Petitioner contends, in essence, that the action of the Board in demoting him was arbitrary, capricious, and discriminatory. He presented testimony that he asserts establishes that the method of evaluation utilized by Dr. Thorson was arbitrary, unfair, and unreasonable. However, we have read the extensive record in this case, and, although we might have decided differently if the decision had been ours to make, we conclude on this record and under our scope of review that, as to all main issues, the petitioner did not meet the burden of proof required to reverse the Board's action of demotion. Lakeland Joint School District v. Gilvary, 3 Pa. Commonwealth Ct. 415, 283 A.2d 500 (1971).
Petitioner further contends that it was improper for the solicitor of the Board to act as prosecutor and for a school board member to act as a legal advisor to the Board. We disagree. Unlike the fact situation in English v. North East Board of Education, 22 Pa.

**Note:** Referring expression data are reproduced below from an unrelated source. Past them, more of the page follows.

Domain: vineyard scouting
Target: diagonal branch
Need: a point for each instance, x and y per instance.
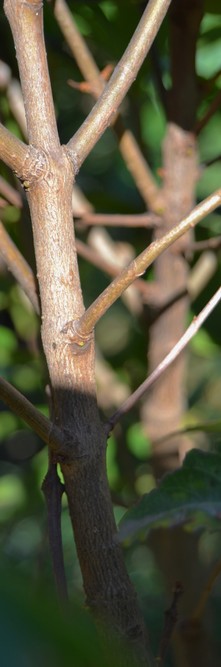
(123, 76)
(165, 363)
(128, 146)
(19, 267)
(22, 407)
(136, 268)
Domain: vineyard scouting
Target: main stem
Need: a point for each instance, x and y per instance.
(108, 589)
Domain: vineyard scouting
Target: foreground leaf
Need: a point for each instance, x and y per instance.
(192, 492)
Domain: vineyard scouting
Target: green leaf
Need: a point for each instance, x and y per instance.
(193, 491)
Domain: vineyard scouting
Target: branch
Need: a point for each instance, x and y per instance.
(53, 490)
(108, 267)
(83, 328)
(215, 104)
(12, 195)
(123, 76)
(147, 220)
(128, 146)
(13, 151)
(170, 357)
(35, 419)
(26, 22)
(19, 267)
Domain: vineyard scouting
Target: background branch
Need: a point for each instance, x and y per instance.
(167, 361)
(128, 146)
(19, 268)
(26, 411)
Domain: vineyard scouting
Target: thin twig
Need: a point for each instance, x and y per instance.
(215, 105)
(139, 265)
(167, 361)
(19, 267)
(111, 269)
(147, 220)
(53, 490)
(35, 419)
(214, 243)
(170, 620)
(123, 76)
(128, 146)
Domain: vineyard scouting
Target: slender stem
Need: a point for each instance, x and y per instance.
(53, 489)
(26, 411)
(108, 267)
(123, 76)
(147, 220)
(137, 267)
(26, 21)
(12, 151)
(165, 363)
(19, 267)
(12, 195)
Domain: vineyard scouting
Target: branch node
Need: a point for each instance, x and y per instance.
(79, 344)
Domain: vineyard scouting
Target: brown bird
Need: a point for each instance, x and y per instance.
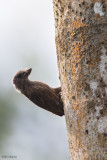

Commonwealth Ct. 240, 348 A.2d 494 (1975), where the school board's solicitor acted in the dual role of judge and prosecutor, the school solicitor here merely presented evidence and questioned witnesses on behalf of the school district. The president of the Board, who was an attorney, ruled on all objections and determined what testimony was to be admitted into evidence. W. D. Webb, a member of the Board and an attorney, advised the Board during the hearings and in the decision-making process. We conclude that these contentions concerning improper representations and commingling of functions are without merit.
Petitioner raised other issues on this appeal relative to the procedure followed and the conclusions
[ 53 Pa. Commw. Page 490]
reached by the Secretary which we find to be without merit.*fn1
Accordingly, we enter the following
Now, this 15th day of August, 1980, the order of the Secretary of Education, dated May 8, 1979, which dismissed the appeal of Raloy Brown from the decision of demotion by the Board of School Directors of the Cheltenham Township School District, is hereby affirmed.